Although not exactly a Christmas present, one of the most exciting things to happen here at our observatory over the last year is the construction of the biggest single-antenna radio telescope in Canada and possibly in the world. It consists of four huge metal trough antennas lying on the ground and facing upwards. It is the main part of a project called CHIME — the Canadian Hydrogen Intensity Mapping Experiment. This project is a partnership between Canadian universities and the National Research Council and is intended to map the beginnings of structure in the early universe. Our ability to put CHIME here, along with radio experiments from other organizations, and of course operate our own radio telescopes is due to our electronically quiet site. Almost all manmade signals, including the interference we as a civilization seem to like making, are immensely stronger than the cosmic radio emissions we study. The fact that we have so far managed to maintain this quiet environment in a world of Wi-Fi, smart phones and all sorts of new electronic devices is due to hard work at the observatory and support by local municipalities and Government Regulators, and of course our understanding neighbours. They constitute the hundreds or thousands of Santas who have given us the best Christmas present of the lot ñ our ability to study the universe from our location in the Okanagan.

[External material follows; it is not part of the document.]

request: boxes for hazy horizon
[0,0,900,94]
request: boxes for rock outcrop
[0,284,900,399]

At 8:48 p.m. PST on Dec. 21 the Sun reached the most southerly point in its yearly travels — the winter solstice. In the predawn southeastern sky we have four planets: Venus, shining like a searchlight, with Saturn below, fainter and hard to see in the glow. Above Venus is Mars, also faint. Further up, more or less in line with the other planets, lies Jupiter, also very bright. The Moon will reach Last Quarter on the 2nd.
Ken Tapping is an astronomer with the National Research Council’s Dominion Radio Astrophysical Observatory, Penticton.